An Unknown Disease with Unknown Treatments

What was it like to provide hospice care to patients in the 1980s–90s who were dying from an unknown disease with no known treatments?

Tenured VITAS employees who worked on dedicated AIDS patient-care teams in South Florida remember their experiences as challenging, heart-breaking, heart-warming and immensely satisfying in ways that still give them pause.

The Only Hospice in Miami to Care for HIV/AIDS Patients

“We were the only hospice in Miami to take on these patients—specialized teams that did nothing but care for AIDS patients,” recalls Nancy Auster, RN and admissions nurse. She worked on teams that cared for patients wherever they lived—homes, in their cars, on the streets, under highway overpasses—to make sure they received compassionate care.

From 1980–2000, AIDS killed 450,000 Americans. By the mid-1990s, antiretroviral treatments had redefined HIV/AIDS as a chronic but treatable disease.

VITAS Took HIV/AIDS Care to the Streets

VITAS has enjoyed many milestones in our 40-year history as a hospice provider. We are particularly proud of the care we provided and the impact we made on the AIDS/HIV epidemic.

“A lot of people with HIV/AIDS were living on the street at the time because other places wouldn’t allow them to live there,” recalls Peggy Pettit, then a nurse and AIDS team manager and now a VITAS executive vice president. She recalls the fear, stigma and rejection that many AIDS patients faced from their friends, families and even other healthcare practitioners.

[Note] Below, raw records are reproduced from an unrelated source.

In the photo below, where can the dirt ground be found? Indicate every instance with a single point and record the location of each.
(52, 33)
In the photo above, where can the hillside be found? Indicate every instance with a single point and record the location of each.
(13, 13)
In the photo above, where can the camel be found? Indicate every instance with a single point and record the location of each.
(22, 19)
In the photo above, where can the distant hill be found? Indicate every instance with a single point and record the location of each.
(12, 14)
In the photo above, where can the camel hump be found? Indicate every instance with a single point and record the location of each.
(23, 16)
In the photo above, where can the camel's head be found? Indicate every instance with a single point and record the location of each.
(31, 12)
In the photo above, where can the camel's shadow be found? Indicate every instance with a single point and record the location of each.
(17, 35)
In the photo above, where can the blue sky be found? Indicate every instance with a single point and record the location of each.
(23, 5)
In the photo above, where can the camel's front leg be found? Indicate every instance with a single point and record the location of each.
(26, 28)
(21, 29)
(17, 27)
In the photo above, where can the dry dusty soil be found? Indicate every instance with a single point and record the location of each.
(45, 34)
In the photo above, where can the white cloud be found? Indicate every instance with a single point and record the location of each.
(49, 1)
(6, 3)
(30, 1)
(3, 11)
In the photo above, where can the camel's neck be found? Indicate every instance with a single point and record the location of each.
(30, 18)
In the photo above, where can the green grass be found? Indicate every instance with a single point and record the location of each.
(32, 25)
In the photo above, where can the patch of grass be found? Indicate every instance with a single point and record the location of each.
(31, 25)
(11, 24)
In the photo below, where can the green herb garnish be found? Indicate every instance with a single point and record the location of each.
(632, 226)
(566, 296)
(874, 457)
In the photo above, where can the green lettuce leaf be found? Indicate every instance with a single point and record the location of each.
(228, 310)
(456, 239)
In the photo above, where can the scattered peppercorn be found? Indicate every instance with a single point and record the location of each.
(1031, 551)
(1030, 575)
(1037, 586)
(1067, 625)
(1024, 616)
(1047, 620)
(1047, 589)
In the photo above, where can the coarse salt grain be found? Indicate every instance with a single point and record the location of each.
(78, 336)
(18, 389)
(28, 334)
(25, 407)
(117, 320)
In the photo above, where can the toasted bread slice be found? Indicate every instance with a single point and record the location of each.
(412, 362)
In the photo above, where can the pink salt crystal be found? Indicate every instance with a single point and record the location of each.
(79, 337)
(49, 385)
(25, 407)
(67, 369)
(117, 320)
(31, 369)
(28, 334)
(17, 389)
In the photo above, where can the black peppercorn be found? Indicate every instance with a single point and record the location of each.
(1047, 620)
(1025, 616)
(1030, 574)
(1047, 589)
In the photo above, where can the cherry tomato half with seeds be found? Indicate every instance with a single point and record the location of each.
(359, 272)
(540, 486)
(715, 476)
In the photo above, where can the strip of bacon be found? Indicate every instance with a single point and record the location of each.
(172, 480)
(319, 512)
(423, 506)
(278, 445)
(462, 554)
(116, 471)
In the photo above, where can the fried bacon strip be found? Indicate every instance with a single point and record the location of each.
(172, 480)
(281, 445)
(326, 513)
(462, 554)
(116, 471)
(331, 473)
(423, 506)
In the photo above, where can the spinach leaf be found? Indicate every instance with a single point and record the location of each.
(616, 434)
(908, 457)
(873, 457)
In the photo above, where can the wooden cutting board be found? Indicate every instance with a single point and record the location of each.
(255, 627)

Then-chaplain Bob Miller, now a VITAS executive vice president and chief compliance officer, describes the teams’ dedication to caring for patients wherever they called home.

“We’d meet them under a bridge at a certain time of the day,” Miller says. “The whole team—the aide, the chaplain, the social worker—we’d make our appointment time to meet the patient where the patient was.”